Lors des débats à l'Assemblée nationale, Emmanuel Macron, le ministre de l'Économie, a reconnu avoir "fait une erreur" dans le volet sur les professions réglementées de son projet de loi pour la croissance, l'activité et l'égalité des chances économiques. Il accepte de modifier le dispositif d'encadrement des tarifs des professions réglementées.

Terminé le corridor tarifaire !

Il a été remplacé par des remises encadrées pour certaines transactions.

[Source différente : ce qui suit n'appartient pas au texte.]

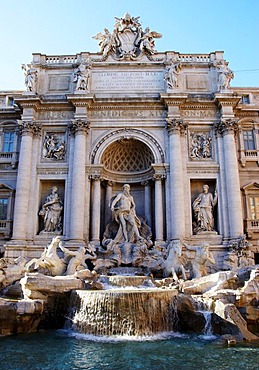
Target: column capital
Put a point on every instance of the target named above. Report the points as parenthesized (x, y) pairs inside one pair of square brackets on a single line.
[(145, 183), (159, 176), (80, 126), (175, 125), (226, 125), (29, 127), (110, 183)]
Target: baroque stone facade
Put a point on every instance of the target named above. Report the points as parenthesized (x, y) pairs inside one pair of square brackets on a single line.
[(166, 123)]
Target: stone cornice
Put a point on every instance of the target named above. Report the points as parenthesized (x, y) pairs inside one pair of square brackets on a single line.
[(226, 126), (79, 126), (81, 100), (29, 101), (226, 100), (174, 99), (29, 127), (175, 125)]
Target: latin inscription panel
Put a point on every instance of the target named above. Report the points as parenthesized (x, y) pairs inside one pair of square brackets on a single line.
[(128, 81)]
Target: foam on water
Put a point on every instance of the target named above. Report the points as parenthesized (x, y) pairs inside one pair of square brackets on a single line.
[(124, 338)]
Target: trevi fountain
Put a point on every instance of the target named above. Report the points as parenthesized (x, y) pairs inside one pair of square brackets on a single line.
[(146, 294)]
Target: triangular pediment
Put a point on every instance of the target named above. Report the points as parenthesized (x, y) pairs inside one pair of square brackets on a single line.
[(6, 188)]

À l’origine, la loi prévoyait de faire varier les tarifs des notaires autour d’une valeur de référence avec un prix-plancher et un prix-plafond.

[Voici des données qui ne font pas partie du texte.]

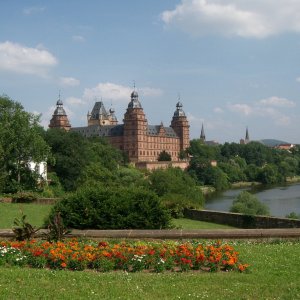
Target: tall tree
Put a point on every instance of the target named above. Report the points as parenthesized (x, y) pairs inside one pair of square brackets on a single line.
[(21, 141)]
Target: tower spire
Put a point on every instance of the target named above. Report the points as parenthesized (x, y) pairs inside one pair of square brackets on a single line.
[(247, 139), (202, 135)]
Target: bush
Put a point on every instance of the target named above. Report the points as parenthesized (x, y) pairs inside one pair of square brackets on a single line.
[(248, 204), (106, 208), (23, 198), (177, 190)]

Concrètement, qu'est-ce qui va se passer ? Il existe 3 possibilités :

- Pour les petits actes (les moins onéreux), le tarif sera fixe. Seront concernés les actes liés au droit des personnes et de la famille (la rédaction d'un testament ou d'un contrat de mariage, par exemple).

- Pour les grosses transactions (au-delà de 300 000 euros), le tarif restera fixe et proportionnel et une partie des honoraires sera reversée à un fonds interprofessionnel de péréquation. Cet argent servira à financer l'aide juridictionnelle ainsi que les maisons de la justice et du droit.

- Pour les actes intermédiaires, les notaires disposeront d'un tarif de référence, à partir duquel ils pourront pratiquer des remises partielles et encadrées.

Ces remises ne pourront pas, cependant, être fixées librement par les notaires mais "dans des limites définies par voie réglementaire", précise l'amendement.  

Les notaires ne sont pas totalement satisfaits : « Que l'on crée un corridor tarifaire ou un corridor de remise, c'est du pareil au même : ce n'est pas du tout la bonne nouvelle que nous attendons », a réagi Didier Coiffard, vice-président du Conseil supérieur du notariat (CSN).

Un contexte difficile

Les notaires, ainsi que d'autres professions réglementées du droit (huissiers, mandataires judiciaires...) sont opposés à la loi Macron. Les notaires pensent que la loi va entraîner la destruction de 10 000 emplois. Ils estiment que cette loi est "un fourre-tout incompréhensible" et regrettent surtout de ne pas avoir été consultés.